During a high-profile press conference today, Apple (NASDAQ:AAPL) CEO Steve Jobs defended the performance of the company's iPhone 4, citing a range of statistics on the gadget's return rates and dropped call figures, but said Apple would offer the more than 3 million customers who purchased an iPhone 4 a free case that Jobs said would improve the phone's reception.
According to media coverage of the event, Jobs spent much of the press conference defending the design and performance of the iPhone 4. Perhaps most interesting was his contention--and evidence--that other phones suffer from the same reception problems that have been so well-documented in Apple's latest iPhone. Specifically, Jobs offered videos showing similar antenna issues affecting Research In Motion's Bold 9700, HTC's Droid Eris and Samsung's Omnia II.
Earlier this week, Consumer Reports engineers said they found that when a users' hand or finger touches the lower left side of the iPhone 4, it can cause the phone to lose its connection, particularly if it's already in a weak signal area. (During the press conference, Jobs said he was "stunned and upset by the Consumer Reports stuff that came out this week," according to a Wall Street Journal live blog of the event.)
Representatives from HTC, Samsung and RIM did not immediately respond to requests for comments.
Jobs said all smartphones suffer from similar antenna issues. He said the problem is due to physics, and argued that the iPhone 4 antenna issue--dubbed "antennagate"--has been blown out of proportion by an overzealous tech media. For evidence, Jobs said 0.55 percent of iPhone 4 users have called Apple's customer care department about the phone's antenna or reception. Further, he said the iPhone 4's return rate is 1.7 percent--far lower than the iPhone 3GS' 6 percent return rate.
Finally, Jobs discussed perhaps the most important statistic related to the device: dropped calls. He said he couldn't provide specific dropped call rates, but said the iPhone 4 drops less than one additional call per 100 than the 3GS--a figure Jobs said he suspects is due to the larger percentage of iPhone 3GS devices being shrouded in a case. He said 80 percent of iPhone 3GS owners left stores with a case, while only 20 percent of iPhone 4 owners encased their device on leaving a store.

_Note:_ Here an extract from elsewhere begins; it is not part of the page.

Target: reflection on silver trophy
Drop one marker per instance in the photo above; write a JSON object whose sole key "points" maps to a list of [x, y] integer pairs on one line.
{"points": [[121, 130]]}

"We think this has been so blown out of proportion," Jobs said, according to a live blog from Engadget. "So here's what we're going to do to make our users happy. The first part is the software update, that fixes the way the bars report and other bugs, that's out now. Second, people said the bumper fixes everything ... ‘Why don't you give everybody a case?' Okay--we'll give you a free case."
"Though free bumpers come at a cost, we see it as relatively immaterial (~$0.03 impact next quarter) and helps to put a little shine back on Apple's customer-centric focus," wrote UBS analyst Maynard Um in a research note issued immediately after the Apple press conference.
During a question-and-answer session following Jobs' presentation, Jobs described a Bloomberg article that reported he knew of the antenna issue before the release of the iPhone 4 as a "crock."
"We have a community at Apple of great engineers and scientists that debate everything," Jobs said, according to the WSJ. "The best ideas win, not the person highest on the org chart. What was portrayed in that article never came across my consciousness."
Another question centered on whether Jobs should apologize to investors and customers. To the customers who are having problems, "I apologize to them," Jobs said.
Earlier this month, Apple admitted that a flawed formula it uses to calculate the number of bars available for cellular service may be causing some iPhone 4 customers to experience reception problems. Apple yesterday released a software fix for the issue.
The dust-up comes weeks after Apple and AT&T (NYSE:T) were both sued in federal court by iPhone 4 customers who claim the companies knowingly sold them a defective product. The separate suits, filed in U.S. District Court in Maryland and in San Francisco, claim the two companies violated their warranty policies. The Maryland suit alleges the companies committed a host of other offenses, including general negligence, fraud, deceptive trade practices and misrepresentation.